This Is The Ideal Temperature For A Poinsettia

Home improvement stores and nurseries are bursting with Christmas décor, including large displays of colorful poinsettias. While their presence seems significant among the seasonal cheer, these holiday essentials are also comforting and expected. Like a loaf of bread or mints from the grocery checkout stand, they're the one item you likely didn't go shopping for but invariably leave with.

In fact, poinsettias (Euphorbia pulcherrima) are the top-selling potted plant in the country, according to the University of Illinois. There are more than 100 varieties of poinsettias, which are also called the flame-leaf and lobster flower, aptly named for their vibrant red color. However, they're also available in pink, white, yellow, salmon, burgundy, and purple. Interestingly, their signature pointed and velvety petals aren't flowers but rather specialized leaves (known as bracts) surrounding the true flowers; purchase those with the least amount of yellow pollen for increased plant longevity.

Poinsettias serving as holiday décor go back a half-millennium, and for many of us, the season wouldn't be the same without them. Per Florgeous, they became a symbol of Christmas in 16th-century Mexico and Guatemala, their native habitat where they grow freely. Their modern meaning also comprises success, joy, and celebration — the reason for their popularity as gifts. Whether you've gifted a poinsettia or a few to yourself (the more the merrier) or received one in good cheer, there are some best care practices to ensure they brighten these shorter days for as long as possible.

Poinsettia care

According to the University of Illinois, the gorgeous range of poinsettia hues is created by depriving the plants of light to achieve a specified color. To keep it vivid, place the plant where it will receive indirect light for at least six hours per day. While a window sill seems like an ideal spot, don't allow the leaves and bracts to come into contact with cold panes of glass. 

Further, poinsettias aren't very tolerant of warm or cool drafts, so avoid putting them in areas near heating vents, radiators, fireplaces, and windows and doors with air leaks. Temperatures between 60 and 70 degrees during the day and approximately 55 degrees at night are optimal; if feasible, it's recommended to relocate them somewhere cool overnight. However, the University of Minnesota cautions that temperatures below 50 degrees can damage plants. 

Potted poinsettias prefer well-drained, moist soil, so be careful neither to allow them to sit in standing water nor become dry enough to wilt. After the holidays — and as new growth begins to develop — fertilize them every few weeks. 

Appealing poinsettia displays

According to Web MD, although the myth of poinsettias' extreme toxicity has been widely debunked, they do possess a sap that can cause skin irritation. In addition, you may experience vomiting and nausea if you ingest the leaves, but it won't be life-threatening; their unappealing taste makes it rather unlikely. Regardless, in a home with young children and pets, it's a good idea to keep them out of reach where they can be feasted on with eyes alone.

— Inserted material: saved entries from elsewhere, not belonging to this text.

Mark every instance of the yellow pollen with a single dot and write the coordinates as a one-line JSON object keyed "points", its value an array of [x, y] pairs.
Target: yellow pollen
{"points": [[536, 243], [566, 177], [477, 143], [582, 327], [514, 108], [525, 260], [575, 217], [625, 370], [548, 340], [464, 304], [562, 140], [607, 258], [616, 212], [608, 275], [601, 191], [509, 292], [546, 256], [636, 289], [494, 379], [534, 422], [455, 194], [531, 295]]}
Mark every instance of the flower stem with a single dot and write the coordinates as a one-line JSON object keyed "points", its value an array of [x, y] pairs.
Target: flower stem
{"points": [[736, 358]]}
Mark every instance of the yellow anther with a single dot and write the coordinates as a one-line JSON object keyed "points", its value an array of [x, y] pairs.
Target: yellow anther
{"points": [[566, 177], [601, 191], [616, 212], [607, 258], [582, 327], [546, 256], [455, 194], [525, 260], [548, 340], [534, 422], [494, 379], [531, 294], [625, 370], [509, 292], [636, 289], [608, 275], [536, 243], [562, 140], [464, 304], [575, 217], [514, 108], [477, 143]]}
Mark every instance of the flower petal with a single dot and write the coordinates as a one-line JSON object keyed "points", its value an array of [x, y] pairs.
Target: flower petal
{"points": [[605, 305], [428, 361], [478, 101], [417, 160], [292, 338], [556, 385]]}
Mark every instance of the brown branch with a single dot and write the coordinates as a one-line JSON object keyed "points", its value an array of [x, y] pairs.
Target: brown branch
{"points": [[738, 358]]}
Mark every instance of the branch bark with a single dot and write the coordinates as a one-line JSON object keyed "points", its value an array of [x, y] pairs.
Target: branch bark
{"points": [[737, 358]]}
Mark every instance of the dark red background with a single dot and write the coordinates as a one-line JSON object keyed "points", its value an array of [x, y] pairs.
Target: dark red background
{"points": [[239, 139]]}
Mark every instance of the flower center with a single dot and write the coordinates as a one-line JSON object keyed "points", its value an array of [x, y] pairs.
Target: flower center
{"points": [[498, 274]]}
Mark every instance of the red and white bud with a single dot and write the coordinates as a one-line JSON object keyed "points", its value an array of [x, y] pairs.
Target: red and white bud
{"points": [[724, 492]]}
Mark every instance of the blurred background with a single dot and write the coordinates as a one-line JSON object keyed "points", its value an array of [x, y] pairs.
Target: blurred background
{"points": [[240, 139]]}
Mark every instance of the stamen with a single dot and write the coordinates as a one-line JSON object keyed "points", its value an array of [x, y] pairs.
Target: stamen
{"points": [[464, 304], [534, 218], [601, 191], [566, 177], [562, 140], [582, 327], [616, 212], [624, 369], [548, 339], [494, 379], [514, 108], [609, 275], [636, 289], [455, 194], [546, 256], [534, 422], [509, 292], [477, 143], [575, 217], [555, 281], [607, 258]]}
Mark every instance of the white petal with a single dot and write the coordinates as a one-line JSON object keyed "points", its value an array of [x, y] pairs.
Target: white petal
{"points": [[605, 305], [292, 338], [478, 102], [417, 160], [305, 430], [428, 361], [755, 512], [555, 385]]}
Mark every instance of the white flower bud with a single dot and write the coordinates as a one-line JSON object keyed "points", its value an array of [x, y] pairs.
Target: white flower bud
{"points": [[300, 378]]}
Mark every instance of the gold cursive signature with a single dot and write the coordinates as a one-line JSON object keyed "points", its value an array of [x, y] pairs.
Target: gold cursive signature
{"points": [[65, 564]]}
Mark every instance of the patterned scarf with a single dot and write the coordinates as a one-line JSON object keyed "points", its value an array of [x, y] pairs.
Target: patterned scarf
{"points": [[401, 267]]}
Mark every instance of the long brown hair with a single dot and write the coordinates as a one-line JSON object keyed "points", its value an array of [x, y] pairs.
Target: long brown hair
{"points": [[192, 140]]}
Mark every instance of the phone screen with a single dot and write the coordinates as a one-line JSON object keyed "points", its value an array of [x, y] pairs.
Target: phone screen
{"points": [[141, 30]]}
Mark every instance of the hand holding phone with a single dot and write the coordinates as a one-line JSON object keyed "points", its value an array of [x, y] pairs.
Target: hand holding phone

There are some wonderful ways to use poinsettias to spread the festive spirit. HGTV says a faux (and draftless) fireplace is a perfect spot for a large plant; conceal the dark firebox behind fiery red flowers. If safety is of concern, adorn the mantle with a few small pots instead. Alternately, craft a beautiful dining room centerpiece. Go simple with a large and spectacular plant in a decorative pot, combine them with other appropriate greenery into a towering bouquet, or vary several sizes, employing a cake stand as a central riser to create a tabletop poinsettia tree.

Ornament unexpected places around the house with a splash of color, such as a bathroom counter or guest bedroom side table. And, for the most magnificent array, don't forget to reward your poinsettias with the gift of proper care.